What is the equation, in standard form, of a parabola that contains the following points?
(-2,-20),(0,-4),(4,-20)
I tried plugging them into the standard equation and using elimination, but I got no solution. I have no idea how to go about this problem.

Answer 1

Hum, let me try doing that and see if I get the answer.

Answer 2

In standard form (y=ax^2+bx+c), c is the y-intercept. One of the points gives the y intercept. Start there.

Answer 3

c=-4

Answer 4

Yep.

Answer 5

I get to -20=-2a^2 -2b -4 and -20=4a^2+4b-4 and I don't know what to do next

Answer 6

4a for the first one and 16a for the second once simplified

Answer 7

So use the second and third equation and use the elimination thing.

Answer 8

Sorry, that meant to send way earlier.

Answer 9

I keep getting -32=8a and a=0

Answer 10

Which does not make sense...

Answer 11

Anyways...OH, I know what you did wrong!
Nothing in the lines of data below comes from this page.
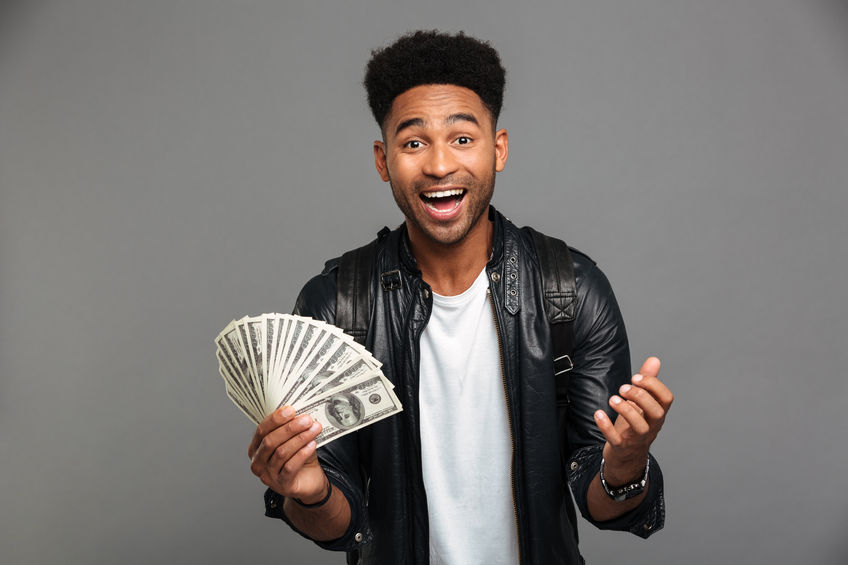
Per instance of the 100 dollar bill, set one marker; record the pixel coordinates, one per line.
(349, 408)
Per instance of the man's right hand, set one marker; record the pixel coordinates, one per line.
(282, 455)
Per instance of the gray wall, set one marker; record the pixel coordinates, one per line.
(167, 166)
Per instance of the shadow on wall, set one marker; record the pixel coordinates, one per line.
(836, 12)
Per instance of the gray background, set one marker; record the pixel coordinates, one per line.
(167, 166)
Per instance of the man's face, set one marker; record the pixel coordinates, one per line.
(344, 413)
(440, 154)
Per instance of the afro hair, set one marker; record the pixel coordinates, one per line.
(431, 57)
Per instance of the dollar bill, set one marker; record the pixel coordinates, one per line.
(351, 408)
(275, 359)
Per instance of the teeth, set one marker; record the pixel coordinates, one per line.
(444, 193)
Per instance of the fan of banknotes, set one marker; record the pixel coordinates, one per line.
(273, 360)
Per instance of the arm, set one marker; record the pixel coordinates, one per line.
(337, 462)
(601, 369)
(641, 409)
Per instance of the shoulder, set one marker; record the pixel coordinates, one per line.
(318, 296)
(595, 298)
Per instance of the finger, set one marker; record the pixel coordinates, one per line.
(644, 402)
(651, 367)
(271, 442)
(280, 459)
(630, 414)
(656, 387)
(273, 421)
(607, 428)
(299, 459)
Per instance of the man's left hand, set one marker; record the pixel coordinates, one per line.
(641, 407)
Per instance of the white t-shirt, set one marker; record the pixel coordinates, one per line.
(465, 441)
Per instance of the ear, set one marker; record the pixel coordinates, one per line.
(501, 149)
(380, 160)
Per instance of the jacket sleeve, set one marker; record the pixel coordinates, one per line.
(340, 459)
(601, 366)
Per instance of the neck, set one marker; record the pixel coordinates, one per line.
(450, 269)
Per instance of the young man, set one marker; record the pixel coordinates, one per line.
(470, 471)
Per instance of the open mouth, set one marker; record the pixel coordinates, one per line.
(443, 201)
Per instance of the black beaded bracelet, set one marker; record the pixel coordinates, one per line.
(321, 502)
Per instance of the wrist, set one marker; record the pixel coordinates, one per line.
(319, 499)
(621, 491)
(621, 471)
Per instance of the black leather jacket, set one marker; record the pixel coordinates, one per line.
(379, 468)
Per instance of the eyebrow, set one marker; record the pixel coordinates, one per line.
(450, 120)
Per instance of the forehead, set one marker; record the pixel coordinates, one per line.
(434, 103)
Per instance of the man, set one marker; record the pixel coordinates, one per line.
(343, 411)
(470, 471)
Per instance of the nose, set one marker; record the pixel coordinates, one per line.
(439, 161)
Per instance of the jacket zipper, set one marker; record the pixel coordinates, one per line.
(509, 421)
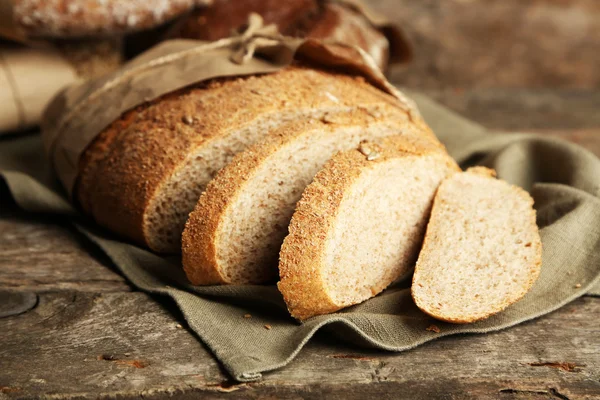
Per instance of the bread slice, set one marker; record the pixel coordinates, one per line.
(482, 250)
(237, 228)
(143, 176)
(360, 223)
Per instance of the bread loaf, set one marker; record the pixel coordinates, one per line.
(360, 223)
(315, 19)
(144, 174)
(237, 228)
(76, 18)
(482, 250)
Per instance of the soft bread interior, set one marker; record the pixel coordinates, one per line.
(169, 209)
(359, 224)
(254, 224)
(379, 227)
(482, 250)
(144, 178)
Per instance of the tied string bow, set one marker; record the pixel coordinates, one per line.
(256, 36)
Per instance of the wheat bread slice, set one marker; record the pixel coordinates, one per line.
(235, 232)
(482, 250)
(143, 176)
(360, 223)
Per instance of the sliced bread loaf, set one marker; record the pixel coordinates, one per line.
(236, 230)
(142, 176)
(360, 223)
(482, 250)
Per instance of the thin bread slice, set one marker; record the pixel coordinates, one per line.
(482, 250)
(236, 230)
(360, 223)
(143, 176)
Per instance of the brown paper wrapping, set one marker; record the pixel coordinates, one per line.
(29, 78)
(400, 48)
(76, 116)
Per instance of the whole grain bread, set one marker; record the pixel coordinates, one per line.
(144, 174)
(236, 230)
(482, 250)
(360, 223)
(79, 18)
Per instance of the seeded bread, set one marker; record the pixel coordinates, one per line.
(76, 18)
(360, 223)
(144, 174)
(236, 230)
(482, 250)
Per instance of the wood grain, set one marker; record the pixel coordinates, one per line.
(45, 254)
(90, 336)
(127, 345)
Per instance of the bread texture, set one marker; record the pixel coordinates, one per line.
(78, 18)
(482, 250)
(234, 234)
(360, 223)
(144, 174)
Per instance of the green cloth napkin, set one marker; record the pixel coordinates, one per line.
(564, 180)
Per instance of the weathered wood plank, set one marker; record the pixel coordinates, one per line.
(82, 344)
(42, 253)
(499, 43)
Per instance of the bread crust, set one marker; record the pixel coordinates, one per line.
(303, 249)
(429, 241)
(131, 164)
(202, 234)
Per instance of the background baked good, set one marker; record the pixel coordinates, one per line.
(76, 18)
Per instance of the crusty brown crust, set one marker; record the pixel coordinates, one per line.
(76, 18)
(157, 140)
(201, 235)
(535, 267)
(301, 254)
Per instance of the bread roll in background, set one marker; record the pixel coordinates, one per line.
(93, 18)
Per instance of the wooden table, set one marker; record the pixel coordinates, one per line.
(91, 334)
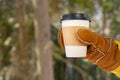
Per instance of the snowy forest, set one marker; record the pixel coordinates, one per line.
(29, 48)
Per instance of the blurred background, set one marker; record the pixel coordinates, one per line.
(29, 48)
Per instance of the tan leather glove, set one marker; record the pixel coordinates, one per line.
(102, 51)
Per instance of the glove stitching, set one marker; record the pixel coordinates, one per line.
(110, 45)
(90, 43)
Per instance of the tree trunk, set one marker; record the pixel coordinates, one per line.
(43, 40)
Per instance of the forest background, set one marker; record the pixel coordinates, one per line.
(29, 48)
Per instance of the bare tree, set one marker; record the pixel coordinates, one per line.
(43, 40)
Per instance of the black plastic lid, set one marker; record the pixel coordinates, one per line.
(75, 16)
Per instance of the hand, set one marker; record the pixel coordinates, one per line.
(100, 50)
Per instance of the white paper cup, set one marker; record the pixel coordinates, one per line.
(73, 47)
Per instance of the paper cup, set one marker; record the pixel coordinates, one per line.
(70, 25)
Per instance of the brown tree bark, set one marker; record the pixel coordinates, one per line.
(43, 40)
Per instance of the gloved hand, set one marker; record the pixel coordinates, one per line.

You are squaring the a, not the x. :)

Answer 12

... so what do I need to do?

Answer 13

standard form is y=ax^2+bx+c
So the two formulas would be
\[y=a(-2)^{2}+b(-2)+c\]
\[-20=a(4)^{2}+b(4)-4\]

Answer 14

Now try.

Answer 15

Is the first equation supposed to be "y=" or -20?

Answer 16

Sorry, the y is supposed to be -20.

Answer 17

My bad. :)

Answer 18

4a+(-2b)-4=-20
-16=4a-2b

-20= 16a+4b-4
-16=16a+4b

Answer 19

Yup! Now do elimination

Answer 20

-32=8a-4b
-16=16a+4b
-48=24a

Answer 21

-2=a

Answer 22

There you go! Glad I could help! I've done that mistake before. I was as lost as you. :)

Answer 23

-16=-2(16)+4b
-16=-32+4b
16=4b
b=4

Answer 24

Thank you so much!!!

Answer 25

No problem! You can best show your thanks by giving out a medal. :)

Answer 26

Thank you! If you need any help, you can just tag me. :)

Answer 27

When I make you a best response, does that give a medal?

Answer 28

Yes! Thanks again! :)

Answer 29

No, thank you (;